From: "Warren Togami" <wtog...@redhat.com>
Sent: Thursday, 2009/October/01 10:24
On 10/01/2009 01:16 PM, Warren Togami wrote:
On 10/01/2009 01:05 PM, John Hardin wrote:
On Thu, 1 Oct 2009, jdow wrote:
From: "John Hardin" <jhar...@impsec.org>
Yours may still hit .cn in the path part. May I suggest:
m;^https?://[^/?]+\.cn\b;
Regardless of their correctness, would you care to expound on the
success
of these two rules, John? I like what works not political correctness.
I think these are two interesting observations. Of course, they won't
work very well for somebody doing business with China or embedded
within the .cn TLD.
"what works" is based on the accuracy of the corpora.

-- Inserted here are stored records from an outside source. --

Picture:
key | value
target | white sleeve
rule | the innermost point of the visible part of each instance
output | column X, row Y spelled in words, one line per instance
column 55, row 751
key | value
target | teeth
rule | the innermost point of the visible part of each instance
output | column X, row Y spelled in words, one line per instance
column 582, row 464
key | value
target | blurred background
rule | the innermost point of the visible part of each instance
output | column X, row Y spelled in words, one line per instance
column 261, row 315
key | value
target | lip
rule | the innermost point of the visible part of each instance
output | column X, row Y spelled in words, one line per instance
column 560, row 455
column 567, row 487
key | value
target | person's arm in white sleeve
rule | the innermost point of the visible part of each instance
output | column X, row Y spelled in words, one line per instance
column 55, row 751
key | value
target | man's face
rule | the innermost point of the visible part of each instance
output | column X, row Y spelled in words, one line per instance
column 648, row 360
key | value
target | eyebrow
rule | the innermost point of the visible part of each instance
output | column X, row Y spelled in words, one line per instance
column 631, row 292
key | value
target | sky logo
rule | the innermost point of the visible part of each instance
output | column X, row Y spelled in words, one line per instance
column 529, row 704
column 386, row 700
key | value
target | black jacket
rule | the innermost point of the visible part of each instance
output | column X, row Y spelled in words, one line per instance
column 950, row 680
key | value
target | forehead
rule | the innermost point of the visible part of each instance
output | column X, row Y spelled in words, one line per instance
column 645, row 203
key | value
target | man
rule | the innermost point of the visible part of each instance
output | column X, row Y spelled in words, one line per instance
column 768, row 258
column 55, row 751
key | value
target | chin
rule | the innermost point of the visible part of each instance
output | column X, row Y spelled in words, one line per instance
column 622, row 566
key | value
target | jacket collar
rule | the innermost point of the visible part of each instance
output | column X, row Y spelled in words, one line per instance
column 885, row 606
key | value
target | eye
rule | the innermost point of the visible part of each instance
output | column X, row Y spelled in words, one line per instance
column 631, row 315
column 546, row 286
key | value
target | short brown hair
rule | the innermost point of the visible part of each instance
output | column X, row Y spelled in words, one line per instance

If the corpora
show lots of spam with .cn TLD URIs and little or no ham with such, then
that rule will hit often, and have a good S/O, and get a high score.
I too am surprised that .cn TLDs appear in 51% of the spam corpus but I
haven't looked into it in any detail. I can certainly check it against
my own corpora and see if it's reasonable - but then again, I don't do
any business with anyone in china, and I _do_ get a fair amount of bulk
emails from manufacturers in china purportedly looking for business
partners.
The "Oddity" I was pointing out at the beginning of the thread is not
prevalence of .cn URI's, but rather most of them appear to be exactly 8
characters long. Could someone please commit my T_CN_8_URL rule to the
sandbox so we can see if that trend holds beyond my own corpa?
Warren
(And yes I'm fully aware even this narrowed rule is prejudiced and unsafe.
This is is partly out of curiosity, and also wondering if it could be made
useful if meta booleaned with something else.)
Warren
I just had a thought, Warren. Look up Chinese numerology. 8 signifies
wealth or sudden prosperity. Conversely, I suspect few Chinese names
are four characters. Four is a pun on death. Some social sites might
like 5 letters - me. 7 is right out, it's a vulgar word in Cantonese.
9 is also slang or vulgar in Cantonese.
I wonder how many companies that deal with China have figured out that
an "888" toll free number is WONDERFUL, "Wealth, wealth, wealth."
I understand numerology is quite important to the Chinese. (Of course,
I am not claiming to be an expert. The above is mostly Wikipoodle and
surmise.)
{^_-}